Ao menos 16 voos com origem no Aeroporto de Viracopos, em Campinas (SP), transportam medicamentos para intubação de pacientes a outros estados brasileiros. Onze deles já partiram na noite de quinta-feira (25) e os cinco restantes ocorrem durante a manhã desta sexta (26). A previsão é distribuir os ‘kits intubação’ para 25 entes da federação.

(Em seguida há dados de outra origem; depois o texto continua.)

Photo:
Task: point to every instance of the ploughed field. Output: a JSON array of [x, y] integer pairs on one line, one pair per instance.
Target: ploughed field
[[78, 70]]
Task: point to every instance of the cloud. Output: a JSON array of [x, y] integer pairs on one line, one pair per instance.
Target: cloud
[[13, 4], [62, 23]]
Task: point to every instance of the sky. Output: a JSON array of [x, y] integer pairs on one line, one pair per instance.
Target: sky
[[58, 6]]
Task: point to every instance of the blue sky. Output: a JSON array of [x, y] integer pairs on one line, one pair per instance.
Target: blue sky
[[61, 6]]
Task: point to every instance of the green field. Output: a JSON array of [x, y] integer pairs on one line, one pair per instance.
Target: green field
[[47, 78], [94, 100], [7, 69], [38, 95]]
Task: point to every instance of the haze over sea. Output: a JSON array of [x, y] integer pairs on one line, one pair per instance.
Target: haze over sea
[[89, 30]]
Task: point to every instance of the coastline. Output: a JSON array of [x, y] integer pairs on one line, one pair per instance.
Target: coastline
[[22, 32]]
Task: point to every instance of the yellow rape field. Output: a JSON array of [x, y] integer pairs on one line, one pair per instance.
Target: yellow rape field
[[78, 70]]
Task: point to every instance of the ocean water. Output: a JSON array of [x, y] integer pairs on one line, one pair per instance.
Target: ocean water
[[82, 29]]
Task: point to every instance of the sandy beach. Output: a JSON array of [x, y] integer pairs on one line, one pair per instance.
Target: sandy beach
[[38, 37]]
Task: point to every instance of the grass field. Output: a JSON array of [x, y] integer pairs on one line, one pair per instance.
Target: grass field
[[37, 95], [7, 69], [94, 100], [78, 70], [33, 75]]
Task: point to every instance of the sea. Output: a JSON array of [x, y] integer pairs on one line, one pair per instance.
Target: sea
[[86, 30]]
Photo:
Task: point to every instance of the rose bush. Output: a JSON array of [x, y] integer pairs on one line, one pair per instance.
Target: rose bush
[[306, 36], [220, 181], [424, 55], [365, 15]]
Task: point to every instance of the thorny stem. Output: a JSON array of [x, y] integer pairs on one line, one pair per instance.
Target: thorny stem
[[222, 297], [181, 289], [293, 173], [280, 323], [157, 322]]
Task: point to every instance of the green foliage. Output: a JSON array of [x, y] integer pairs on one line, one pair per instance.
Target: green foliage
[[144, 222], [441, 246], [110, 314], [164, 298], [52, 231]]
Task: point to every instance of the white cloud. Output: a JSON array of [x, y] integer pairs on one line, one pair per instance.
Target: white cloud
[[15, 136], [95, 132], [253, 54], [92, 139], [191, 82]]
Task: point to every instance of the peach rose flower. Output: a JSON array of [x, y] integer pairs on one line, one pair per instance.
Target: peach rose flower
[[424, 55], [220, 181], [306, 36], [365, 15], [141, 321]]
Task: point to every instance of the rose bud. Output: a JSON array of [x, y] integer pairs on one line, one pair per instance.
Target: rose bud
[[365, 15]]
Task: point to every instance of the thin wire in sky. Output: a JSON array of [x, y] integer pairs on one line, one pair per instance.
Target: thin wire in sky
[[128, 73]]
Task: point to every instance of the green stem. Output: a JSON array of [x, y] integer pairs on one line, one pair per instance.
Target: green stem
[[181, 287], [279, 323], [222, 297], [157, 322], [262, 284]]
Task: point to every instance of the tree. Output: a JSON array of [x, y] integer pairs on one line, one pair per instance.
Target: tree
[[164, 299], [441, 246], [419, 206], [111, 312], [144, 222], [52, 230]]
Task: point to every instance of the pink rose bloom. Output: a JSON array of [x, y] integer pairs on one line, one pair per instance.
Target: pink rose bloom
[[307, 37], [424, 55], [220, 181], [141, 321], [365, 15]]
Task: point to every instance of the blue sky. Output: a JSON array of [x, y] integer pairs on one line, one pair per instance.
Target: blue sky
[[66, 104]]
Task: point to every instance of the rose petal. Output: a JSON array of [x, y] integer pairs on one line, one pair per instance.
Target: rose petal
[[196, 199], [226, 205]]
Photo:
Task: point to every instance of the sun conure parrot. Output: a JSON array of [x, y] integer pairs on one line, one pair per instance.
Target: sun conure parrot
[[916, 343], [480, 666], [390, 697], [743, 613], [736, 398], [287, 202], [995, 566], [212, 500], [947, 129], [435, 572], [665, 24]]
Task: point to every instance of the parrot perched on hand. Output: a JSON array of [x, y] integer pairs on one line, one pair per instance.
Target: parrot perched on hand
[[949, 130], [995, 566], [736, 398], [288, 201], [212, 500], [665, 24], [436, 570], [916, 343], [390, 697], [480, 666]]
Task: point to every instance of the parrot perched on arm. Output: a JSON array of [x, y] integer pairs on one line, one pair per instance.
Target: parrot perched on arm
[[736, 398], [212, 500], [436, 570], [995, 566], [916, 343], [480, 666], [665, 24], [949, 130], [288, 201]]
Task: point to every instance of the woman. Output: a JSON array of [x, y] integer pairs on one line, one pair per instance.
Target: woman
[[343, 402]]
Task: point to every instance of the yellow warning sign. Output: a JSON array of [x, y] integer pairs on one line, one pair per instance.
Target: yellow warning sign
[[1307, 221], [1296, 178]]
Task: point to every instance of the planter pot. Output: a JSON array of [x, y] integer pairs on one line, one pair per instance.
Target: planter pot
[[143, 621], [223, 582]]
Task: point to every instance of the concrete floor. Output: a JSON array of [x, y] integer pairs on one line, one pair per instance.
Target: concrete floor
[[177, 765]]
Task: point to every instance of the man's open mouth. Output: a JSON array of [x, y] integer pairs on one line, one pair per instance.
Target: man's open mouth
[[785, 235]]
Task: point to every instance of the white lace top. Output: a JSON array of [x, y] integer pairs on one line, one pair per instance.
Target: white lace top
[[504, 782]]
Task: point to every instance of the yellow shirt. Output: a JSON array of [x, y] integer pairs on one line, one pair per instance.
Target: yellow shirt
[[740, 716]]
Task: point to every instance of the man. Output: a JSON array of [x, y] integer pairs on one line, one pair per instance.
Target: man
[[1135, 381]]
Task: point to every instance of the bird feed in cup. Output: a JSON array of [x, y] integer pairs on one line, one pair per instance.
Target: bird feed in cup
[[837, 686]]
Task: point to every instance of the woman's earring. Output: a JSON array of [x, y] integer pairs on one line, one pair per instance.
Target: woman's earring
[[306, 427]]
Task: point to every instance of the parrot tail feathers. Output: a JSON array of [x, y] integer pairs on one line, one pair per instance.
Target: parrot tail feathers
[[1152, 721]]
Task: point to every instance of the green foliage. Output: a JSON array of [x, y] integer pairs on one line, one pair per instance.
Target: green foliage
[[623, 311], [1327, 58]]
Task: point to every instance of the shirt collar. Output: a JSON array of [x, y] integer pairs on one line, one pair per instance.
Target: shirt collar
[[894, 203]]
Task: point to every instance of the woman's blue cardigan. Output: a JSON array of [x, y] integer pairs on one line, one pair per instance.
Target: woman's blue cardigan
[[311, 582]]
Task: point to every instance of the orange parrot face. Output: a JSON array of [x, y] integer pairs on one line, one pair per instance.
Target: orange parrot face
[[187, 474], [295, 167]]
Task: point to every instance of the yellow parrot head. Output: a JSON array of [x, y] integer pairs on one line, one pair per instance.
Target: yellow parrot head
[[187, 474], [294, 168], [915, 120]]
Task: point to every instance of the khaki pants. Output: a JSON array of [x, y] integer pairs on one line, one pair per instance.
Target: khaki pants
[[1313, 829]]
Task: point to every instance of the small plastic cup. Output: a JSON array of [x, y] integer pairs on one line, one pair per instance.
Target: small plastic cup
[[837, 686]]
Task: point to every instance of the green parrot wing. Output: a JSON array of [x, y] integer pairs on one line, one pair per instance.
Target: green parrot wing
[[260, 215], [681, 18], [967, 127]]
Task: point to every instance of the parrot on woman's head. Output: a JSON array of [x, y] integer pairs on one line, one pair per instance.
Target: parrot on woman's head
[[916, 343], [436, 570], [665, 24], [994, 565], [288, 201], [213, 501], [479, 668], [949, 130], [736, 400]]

A companhia responsável pelo transporte foi contratada pela empresa que faz a logística do Ministério da Saúde. Ao todo, serão distribuídos quatro toneladas de sedativos e bloqueadores neuromusculares. O ministério não informou, até esta publicação, por quantos dias essa quantidade é suficiente para abastecer os hospitais.
Os onze voos que ocorreram durante a noite tiveram como destinos 17 estados, além do Distrito Federal:
- Paraná
- Santa Catarina
- Rio Grande do Sul
- Mato Grosso
- Mato Grosso do Sul
- Goiás
- Rondônia
- Rio de Janeiro
- Espírito Santo
- Bahia
- Sergipe
- Pernambuco
- Alagoas
- Paraíba
- Rio Grande do Norte
- Tocantins
- Maranhão
Já nesta manhã, os cinco voos restantes levam os kits para Ceará, Amazonas, Roraima, Pará, Amapá, Piauí e Acre. A previsão é que a última aeronave decole às 9h20.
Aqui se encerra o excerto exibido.